L’enquête RelEP a aussi demandé aux députés européens d’identifier les groupes religieux et philosophiques avec lesquels ils étaient en contact. L’image qui en résulte reflète la prédominance des lobbies catholiques, l’activisme de certaines confessions minoritaires, ainsi que l’importance d’ONG à dimension religieuse mais qui promeuvent avant tout leur objet d’action, le plus fréquemment dans le domaine social ou culturel.
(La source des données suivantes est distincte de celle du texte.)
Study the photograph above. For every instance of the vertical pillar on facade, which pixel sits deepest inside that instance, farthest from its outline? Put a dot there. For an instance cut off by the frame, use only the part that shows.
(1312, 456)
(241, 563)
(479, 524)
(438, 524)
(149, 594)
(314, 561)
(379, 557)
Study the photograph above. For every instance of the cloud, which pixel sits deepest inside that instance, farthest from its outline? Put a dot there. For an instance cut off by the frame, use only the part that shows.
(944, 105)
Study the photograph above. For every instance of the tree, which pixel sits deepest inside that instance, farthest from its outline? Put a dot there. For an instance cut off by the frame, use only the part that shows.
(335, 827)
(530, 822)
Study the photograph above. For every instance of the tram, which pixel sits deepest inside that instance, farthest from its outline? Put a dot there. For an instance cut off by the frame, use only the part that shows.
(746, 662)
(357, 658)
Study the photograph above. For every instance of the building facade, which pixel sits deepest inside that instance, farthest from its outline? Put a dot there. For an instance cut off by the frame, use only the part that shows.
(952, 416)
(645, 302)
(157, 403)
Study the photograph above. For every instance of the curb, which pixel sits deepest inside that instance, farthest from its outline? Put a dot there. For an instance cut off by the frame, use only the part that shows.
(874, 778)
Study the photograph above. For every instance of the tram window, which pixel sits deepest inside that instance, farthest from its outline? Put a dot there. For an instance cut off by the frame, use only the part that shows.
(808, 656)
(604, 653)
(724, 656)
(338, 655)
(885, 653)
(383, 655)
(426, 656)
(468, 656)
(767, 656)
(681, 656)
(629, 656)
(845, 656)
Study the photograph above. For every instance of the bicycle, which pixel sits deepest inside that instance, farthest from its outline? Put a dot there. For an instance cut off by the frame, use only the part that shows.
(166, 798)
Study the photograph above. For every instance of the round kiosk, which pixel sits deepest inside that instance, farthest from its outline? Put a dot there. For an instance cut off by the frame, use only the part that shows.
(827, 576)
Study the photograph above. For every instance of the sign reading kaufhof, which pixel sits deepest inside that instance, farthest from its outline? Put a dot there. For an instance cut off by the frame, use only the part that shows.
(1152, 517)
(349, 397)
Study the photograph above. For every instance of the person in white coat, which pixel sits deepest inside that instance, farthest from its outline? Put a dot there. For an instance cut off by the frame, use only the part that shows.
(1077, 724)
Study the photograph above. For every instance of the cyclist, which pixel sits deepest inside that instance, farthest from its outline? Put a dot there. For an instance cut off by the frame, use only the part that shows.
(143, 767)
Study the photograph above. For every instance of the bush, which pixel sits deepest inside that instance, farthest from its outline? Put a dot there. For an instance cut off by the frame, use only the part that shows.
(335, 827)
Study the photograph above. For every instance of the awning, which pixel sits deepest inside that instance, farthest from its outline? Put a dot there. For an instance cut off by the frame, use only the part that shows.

La Comece (Commission des épiscopats de la Communauté européenne) est l’interlocutrice la plus citée par les députés européens (22,2%). Elle est accompagnée d’une flottille d’autres organisations catholiques (comme l’OCIPE, Office catholique d’information pour l’Europe ou Eurodiaconia), consacrant la puissance de la confession majoritaire en Europe dans une proportion qui dépasse les simples réalités démographiques. Loin derrière arrive la CEC-KEK (Conférence des Églises européennes) associant Églises protestantes et orthodoxes (8,1%). Le nombre ne fait pas tout. Les organisations juives qui ne peuvent compter que sur une très faible base sociale apparaissent comme des intervenants très présents (Le Congrès juif européen est mentionné par 8,9% des députés, le Centre européen juif d’information par 5,2%). Les musulmans sont quasiment invisibles, soulignant que le lobbying religieux est loin d’être égalitaire et peut susciter de nombreuses questions en termes de discrimination.

Quand des organisations à dimension ou origine religieuse sont présentes dans la délibération européenne, leur propos est souvent non de délivrer un message explicitement religieux mais de promouvoir un agenda d’action publique qui reflète leurs valeurs. L’entité à laquelle les députés européens font le plus référence –toutes catégories confondues– est Caritas (35,6%), un réseau international catholique de structures d’action sociale présent dans plus de deux cents pays dans le monde. D’autres ONG de ce type figurent aussi dans le classement comme ATD Quart Monde ou Islamic Relief. Dans le système politique européen extrêmement rationalisé et technocratisé, le meilleur passe-partout n’est pas d’invoquer des valeurs sacrées qui ne seront pas partagées par tous et qui pourront se heurter aux règles de neutralité des institutions, à l’hostilité ou à l’indifférence. Il est beaucoup plus efficace pour se faire reconnaître comme partenaire de l’action publique européenne de mettre en avant une expertise de politique publique dans un secteur relevant directement ou indirectement des compétences de l’UE (aide sociale, culture, éducation, santé…). C’est la tactique développée avec succès par nombre d’ONG à inspiration religieuse. Certains y verront une manière de réévaluer à la baisse la supposée influence du religieux sur l’UE en observant que le but de ces ONG n’est pas d’évangéliser mais d’accomplir une fonction caritative reflétant les valeurs de la foi. D’autres jugeront au contraire que l’influence religieuse peut être d’autant plus pernicieuse qu’elle est sous-jacente à des choix politiques en apparence totalement séculiers. Cet éclairage invite néanmoins à nuancer très fortement l’idée d’un lobbying religieux décisif dans les enceintes de l’UE, et à noter que les règles habituelles de la politique européenne d’une part, les déterminants nationaux d’autre part l’emportent de beaucoup sur une autodétermination des religions.

 


(1) François Foret, Religion and politics in the European Union, The Secular Canopy. Cambridge, Cambridge University Press, 2015.